Exemplo disso mesmo é a discussão sobre a reparação às ex-colónias, espoletada pelo próprio Presidente da República, que sugeriu que Portugal “liderasse” nesta questão. Esta discussão “rapidamente foi politizada pelos partidos e não está a ser uma discussão séria e eficaz sobre o que é que é reparação colonial”, critica o especialista. “Só isso já é sintomático de um país que ainda não fez a digestão do seu império colonial”, argumenta Tiago André Lopes, acrescentado também a ausência de uma “definição clara” do que é, efetivamente, a CPLP. “Enquanto não houver clareza e instrumentos eficazes para a CPLP funcionar como funciona, por exemplo, a Commonwealth, não podemos achar que ela vai produzir efeitos se não há investimento, isso não é possível”, defende.

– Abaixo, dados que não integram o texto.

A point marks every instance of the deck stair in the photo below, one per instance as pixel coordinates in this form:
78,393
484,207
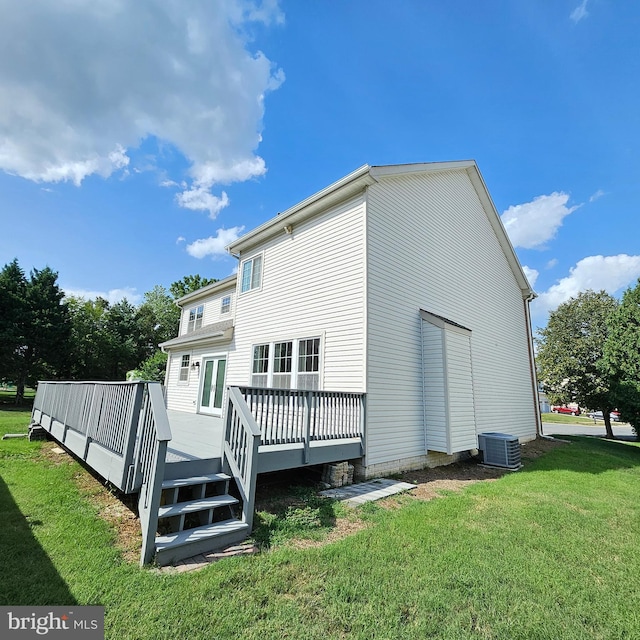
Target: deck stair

“E aí a Rússia é muito pragmática”, compara o especialista, afirmando que estes acordos de cooperação militar e de defesa firmados com os países africanos assumem várias parcerias que interessam sobretudo às regiões que se confrontam permanentemente com a eclosão de conflitos. “Obviamente que a Rússia está a tentar ganhar parceiros novos [em África], só este ano já ganhou vários parceiros em solo africano – o Senegal, o Mali, o Burkina Faso, o Chade, a República Centro-Africana”, enumera.
“Não é por acaso que a Rússia convidou Umaro Sissoco Embaló para ir ao Dia da Vitória na Rússia e para estar do seu lado na Praça Vermelha. Foi obviamente uma operação de charme” por parte de Moscovo, sublinha Tiago André Lopes, que vai mais longe: “Se a Guiné-Bissau assinar o acordo, fica aberta a porta para, eventualmente, ser a próxima aposta da Rússia”, antecipa o especialista, sublinhando que a Wagner pode “ajudar líderes autoritários a impor [na Guiné-Bissau] uma ordem de valores que não é uma ordem democrática nem uma ordem legal”. “E isso Portugal não consegue fazer”, ressalva.
E o mesmo pode acontecer em Moçambique, sugere o especialista, que não exclui que a Rússia procure reforçar também ali a cooperação bilateral com o país, nos mesmos moldes de São Tomé e Príncipe. Isto porque “Moçambique tem a questão da insurgência islâmica no Sahel africano e, portanto, tem uma necessidade securitária premente que não está resolvida, sobretudo a norte”, justifica Tiago André Lopes, lembrando que há forças russas a combater ativamente em Moçambique, nomeadamente para erradicar células do Estado Islâmico e da Jihad que ainda continuam no norte do país. “Por isso é que eu acho que Moçambique é um alvo fácil para estas ofensivas” russas, insiste.
O mesmo já não deverá acontecer em Angola, diz Tiago André Lopes, sublinhando que a retórica de Luanda este ano “tem sido muito pró-Washington”, procurando assim demarcar-se da posição do ex-presidente angolano, José Eduardo dos Santos, que “estava muito conotado com a Rússia e com a União Soviética”. No entender do especialista, “a Angola vai resistir um pouco mais a esta ofensiva de charme que a Rússia e o Irão – que também está mais ativo nessa região, – estão a tentar fazer.”
Perante estas ameaças russas nas ex-colónias, o Governo português – que já está a ser pressionado pelos partidos, nomeadamente pela IL, para que não se deixe ficar “surdo e mudo” neste contexto – “não pode fazer nada porque são escolhas soberanas dos Estados”, segundo Tiago André Lopes, reduzindo a ação do executivo a “sorrir e aceitar” estes acordos.
Numa perspetiva a longo prazo, pelo contrário, “poderíamos tentar perceber em que áreas é que ainda podemos estabelecer uma cooperação eficaz e repensar a parceria com estes Estados”, sugere Tiago André Lopes.
Questionado pela CNN Portugal sobre o acordo firmado entre a Rússia e São Tomé e Príncipe, na quinta-feira, o Ministério dos Negócios Estrangeiros sublinhou que não se pronuncia publicamente sobre “atos de política externa”, lembrando que “a CPLP é uma organização de Estados soberanos”. Ainda assim, manifesta intenção de reforçar a cooperação com o arquipelágo, com “particular destaque para a segurança marítima no Golfo da Guiné”.